Philip Morris International goes beyond awareness training to build an inclusive culture

Multinational tobacco manufacturer Philip Morris International is in the process of going through a transformation, aiming to centre business around smoke-free tobacco alternatives. To successfully make this kind of a seismic shift, a talented and engaged workforce is vital.

Melissa Whiting, vice president of diversity and inclusion at Philip Morris International, says: “We’ve elevated inclusion and diversity to a business priority. In the last couple of years, as we’ve moved into the transformation of the [business], there’s a need for the full talent pool from all over the world.”

For the last 10 years, the organisation, which has a global workforce of 77,000, has made a concerted effort to address the diversity issues faced by both the tobacco and overall manufacturing industries, focusing on equal opportunities, diverse recruitment, unconscious bias training and, in March 2019, achieving a global equal salary certification.

Leadership and management training around awareness and bias has been part of PMI’s approach for some time. However, with unconscious bias training in particular, there can be a danger that trainees and their organisations get complacent once they feel this box has been ticked, easily slipping back into negative behaviours, now underlined with the dangerous belief that their decisions will no longer be biased. This can, ultimately, create an even more exclusive environment for those faced by bias, making well-meaning efforts to include them appear superficial and ineffective.

Indeed, Whiting warns against using these methods as a catch-all solution, without reinforcing them with structures and policies that help stave off problematic behaviours and reward positive actions, such as embedding inclusion in the remit of 360-degree feedback for leadership, and putting in structured, objective-oriented talent pipelines for the workforce to weed out barriers to progression.

In recent years, the organisation’s strategy has shifted away from simply making a commitment to diverse recruiting and equal treatment and pay, and instead to fully embedding inclusion within the organisation’s culture.

“We had a big focus on awareness, building the business case, running unconscious bias training; we’re way past that,” she explains. “But how do you actually create an environment in which people can speak out, or be different from the majority?”

For Whiting, this means a multifaceted approach, including leadership buy-in, clear talent development objectives, and flexible-working structures to allow employees to shape work around their own lives and needs. In the future, Philip Morris International aims for this flexibility to go even further, breaking down the hierarchy and becoming more agile as the organisation itself progresses and evolves.

It is also important to foster open discussion, and allow employees to flag pain points and make suggestions. To this end, Philip Morris International conducts employee engagement surveys every six months, as well as more regular, focused pulse surveys with various pockets of staff that dig down into specific issues.

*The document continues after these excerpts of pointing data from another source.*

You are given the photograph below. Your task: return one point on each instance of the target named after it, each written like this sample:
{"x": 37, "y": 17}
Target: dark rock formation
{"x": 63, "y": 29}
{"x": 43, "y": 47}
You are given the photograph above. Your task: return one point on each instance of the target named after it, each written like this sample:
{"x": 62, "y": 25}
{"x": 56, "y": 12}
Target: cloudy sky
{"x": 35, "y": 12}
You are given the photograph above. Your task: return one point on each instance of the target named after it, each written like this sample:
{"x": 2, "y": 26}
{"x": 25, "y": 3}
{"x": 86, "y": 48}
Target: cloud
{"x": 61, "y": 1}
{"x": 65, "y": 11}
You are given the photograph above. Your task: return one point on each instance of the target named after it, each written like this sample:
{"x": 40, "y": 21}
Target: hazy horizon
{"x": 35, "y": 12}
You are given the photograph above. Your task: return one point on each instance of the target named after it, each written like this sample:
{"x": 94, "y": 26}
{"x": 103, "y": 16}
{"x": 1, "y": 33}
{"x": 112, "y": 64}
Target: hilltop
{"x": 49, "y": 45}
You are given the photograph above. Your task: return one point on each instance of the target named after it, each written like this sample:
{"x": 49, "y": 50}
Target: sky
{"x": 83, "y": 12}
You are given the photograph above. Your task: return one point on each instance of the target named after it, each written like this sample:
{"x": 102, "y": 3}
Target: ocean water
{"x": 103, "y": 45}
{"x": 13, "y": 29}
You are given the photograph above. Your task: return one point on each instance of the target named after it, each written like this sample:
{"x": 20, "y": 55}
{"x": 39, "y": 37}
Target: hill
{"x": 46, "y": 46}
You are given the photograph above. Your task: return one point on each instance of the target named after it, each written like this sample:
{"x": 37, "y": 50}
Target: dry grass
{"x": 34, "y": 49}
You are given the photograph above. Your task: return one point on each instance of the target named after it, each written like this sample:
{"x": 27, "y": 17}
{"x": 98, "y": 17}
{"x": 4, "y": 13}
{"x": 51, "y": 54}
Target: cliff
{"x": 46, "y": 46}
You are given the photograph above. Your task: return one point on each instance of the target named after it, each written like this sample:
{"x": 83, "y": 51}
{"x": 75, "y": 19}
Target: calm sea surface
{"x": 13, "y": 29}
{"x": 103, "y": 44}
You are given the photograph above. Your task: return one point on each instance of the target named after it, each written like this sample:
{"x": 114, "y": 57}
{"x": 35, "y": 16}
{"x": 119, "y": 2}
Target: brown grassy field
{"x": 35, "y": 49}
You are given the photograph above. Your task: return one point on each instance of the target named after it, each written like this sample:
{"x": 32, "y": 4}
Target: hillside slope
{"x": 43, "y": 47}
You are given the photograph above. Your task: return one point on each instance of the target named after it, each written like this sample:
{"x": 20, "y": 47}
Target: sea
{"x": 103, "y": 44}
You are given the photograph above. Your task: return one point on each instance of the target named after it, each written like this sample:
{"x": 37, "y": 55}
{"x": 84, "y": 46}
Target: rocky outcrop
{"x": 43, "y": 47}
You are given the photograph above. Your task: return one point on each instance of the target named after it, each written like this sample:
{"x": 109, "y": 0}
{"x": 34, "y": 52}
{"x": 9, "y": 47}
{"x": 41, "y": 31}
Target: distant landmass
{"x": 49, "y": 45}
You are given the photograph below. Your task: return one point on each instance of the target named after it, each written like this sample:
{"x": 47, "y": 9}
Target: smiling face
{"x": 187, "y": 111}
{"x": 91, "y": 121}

Ultimately, though, for an organisation the size and spread of PMI, ensuring that employees do not feel excluded is very much about empowering and educating individual managers. A top-down commitment from leadership can then be met with unbiased actions and open communication throughout an employee’s day-to-day experience.

“How am I aware of the team that I have, to make sure all of the voices in my team are heard? It’s part of a the behavioural framework we have in building leadership competencies,” Whiting concludes. “How do I create trust, accountability and psychological safety in my team? It’s breaking down those behaviours into actions that can be measured and [built on].”